Ffion Jones is an artist, film-maker, academic and farmer who was brought up on an upland sheep farm in Mid-Wales. Edafedd Dŵr [Water Yarn] (spring 2016) was a moving image commission for Cymerau that considered farmers’ relationships to and perspectives on water; in particular those who farm alongside the Afon Leri around Talybont. This is an area with a complex history of rural ‘industry’ that includes woollen mills and lead mines, with the associated infrastrucure now derelict.
The resulting documentary film (in Welsh with English subtitles) winds together multiple strands – ideas, anecdotes, stories, perspectives – from across the generations; or as Ffion described it in a blog entry, it “weaves narratives which complicate our perhaps black and white view of farming activity”.
In doing so, the film sensitively considers the tensions between so-called ‘expert’ and local knowledge; between national agricultural policy/legislation and the everyday embodied experience of local people; between recommendations for nature conservation and the needs of those who must make a living from the land. As two participants – a father and son – reflect:
“I think we’re guilty as an industry, and as a society, of expecting too much from what we have. There is pressure on us now to make more and more! […] You can abuse nature for a while, but in the end nature will win. It’s better to work with her rather than against her.” – Richard a Jâms (Maesnewydd).
Other respondents make nuanced observations of changes in the landscape and climate over the years reflecting on fisheries, flooding, forestry, sheep dipping and shearing. Narratives extend both to the past – pre-war farming – and to the future with discussions of micro-hydropower, and the contentious ‘rewilding’ debate. The result is a touching portrait of farming in the Mid-Wales uplands as a complex way of life, highly responsive to the changing water environment.
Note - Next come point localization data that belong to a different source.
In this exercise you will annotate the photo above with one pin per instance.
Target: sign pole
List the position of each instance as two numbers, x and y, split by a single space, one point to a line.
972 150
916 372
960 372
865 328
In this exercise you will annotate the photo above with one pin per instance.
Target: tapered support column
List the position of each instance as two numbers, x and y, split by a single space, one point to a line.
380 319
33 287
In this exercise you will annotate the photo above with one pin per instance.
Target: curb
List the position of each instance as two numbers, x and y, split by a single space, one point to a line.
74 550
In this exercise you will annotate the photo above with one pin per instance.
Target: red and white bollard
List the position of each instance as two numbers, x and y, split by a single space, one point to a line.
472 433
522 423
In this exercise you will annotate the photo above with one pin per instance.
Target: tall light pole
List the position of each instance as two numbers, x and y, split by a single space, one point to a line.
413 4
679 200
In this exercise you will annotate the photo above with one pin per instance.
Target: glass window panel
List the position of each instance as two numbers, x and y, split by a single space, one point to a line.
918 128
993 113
“The past and the future, for me as a rural, farming person, is a non linear thing […] there has to be a look backwards, and a looking forwards. These are not romantic, nostalgic visions of our place in the world, but pragmatic ways to cope with change” – Ffion Jones
ARTWORK(S) & DOCUMENTATION
Edafedd Dŵr [Water Yarn] (2017). 31 mins. Welsh with English subtitles (embedded below).
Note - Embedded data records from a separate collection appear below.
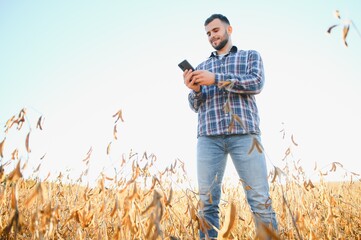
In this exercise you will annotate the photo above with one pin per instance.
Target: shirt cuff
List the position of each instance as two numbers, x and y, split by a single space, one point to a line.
217 78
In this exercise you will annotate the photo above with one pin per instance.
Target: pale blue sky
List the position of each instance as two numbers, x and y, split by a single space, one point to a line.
77 63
An interview with Ffion Jones by Sara Penrhyn Jones: Sgwrs gyda Ffion Jones, artist a ffermwraig yn Nhal-y-bont. [A conversation with Ffion Jones, artist and farmer from Tal-y-bont.]
Ffion’s own blogs about her process:
When policy and real lives collide
Edafedd Dwr/Water Yarn
ENGAGEMENT & PARTICIPATION
The project engaged with the 6 participants in the film, but also in a wider discussion with the farming community. The artist’s line of questioning was based on informal conversations that she’d had with farmers from the area.
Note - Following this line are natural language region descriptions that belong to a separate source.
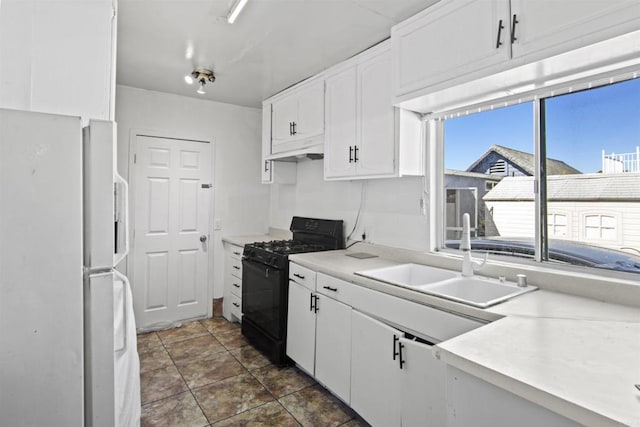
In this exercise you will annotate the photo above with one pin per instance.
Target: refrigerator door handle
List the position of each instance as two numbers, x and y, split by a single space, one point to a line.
125 320
122 206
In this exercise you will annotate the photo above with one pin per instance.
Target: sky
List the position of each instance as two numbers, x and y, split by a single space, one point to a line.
579 126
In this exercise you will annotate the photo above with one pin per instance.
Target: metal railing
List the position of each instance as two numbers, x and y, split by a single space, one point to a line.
622 162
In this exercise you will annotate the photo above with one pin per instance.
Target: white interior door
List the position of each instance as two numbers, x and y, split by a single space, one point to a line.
172 200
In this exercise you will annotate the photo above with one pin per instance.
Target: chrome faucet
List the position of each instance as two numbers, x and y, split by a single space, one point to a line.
468 264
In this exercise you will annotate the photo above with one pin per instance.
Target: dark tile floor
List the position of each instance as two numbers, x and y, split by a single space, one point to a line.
205 373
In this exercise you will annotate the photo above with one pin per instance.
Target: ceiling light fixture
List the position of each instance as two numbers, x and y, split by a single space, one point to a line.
235 10
202 76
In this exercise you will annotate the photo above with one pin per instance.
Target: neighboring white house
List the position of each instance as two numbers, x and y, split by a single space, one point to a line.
599 209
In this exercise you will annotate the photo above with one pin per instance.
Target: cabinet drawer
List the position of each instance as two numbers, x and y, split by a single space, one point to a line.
236 306
335 288
235 285
236 251
302 276
234 267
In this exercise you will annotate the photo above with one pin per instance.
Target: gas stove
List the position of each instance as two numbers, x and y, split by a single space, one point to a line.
275 252
265 281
There have been two public screenings of the film:
Neuadd Goffa Tal-y-Bont – 27th May 2016
National Eisteddfod Genedlaethol, Pabell Prifysgol Aberystwyth University Tent – Cardiff 9 August 2018
There have been 38 views on Vimeo and 173 views on Ffion’s private YouTube channel.
ABOUT THE ARTIST
Ffion Jones is a Lecturer in Practical Theatre at Aberystwyth University. She has undertaken her BA, MA, and more recently, her PhD at the department. Ffion teaches practical workshops on the English medium Theatre curriculum. She is also a practising artist, currently working on a film commissioned by AHRC-funded Hydrocitizenship research project, and continuing to work with fellow National Theatre of Wales performers- Rosa Casado, Richard Huw Morgan and John Rowley as part of the performance collective AS. She developed a mode of working with rural-identities and cultures during her BA (2004-2007) and MA (2007-2008) at Aberystwyth University. Work such as her MA solo Fleece, attempted to challenge the idea of the rural idyll with the realities of rural-life through an engagement with mental health issues within rural society. Her experiences of growing up on an upland sheep farm, and her current status as artist/farmer/academic often feature within her practices, as she bridges the gaps between her various life-roles. Her most recent work was the result of a four year practice-as-research PhD (2009-2015: Woollying the Boundaries: Perceptions and interventions into Upland Sheep Farming in Wales. Interdisciplinary Approaches to Rural Research).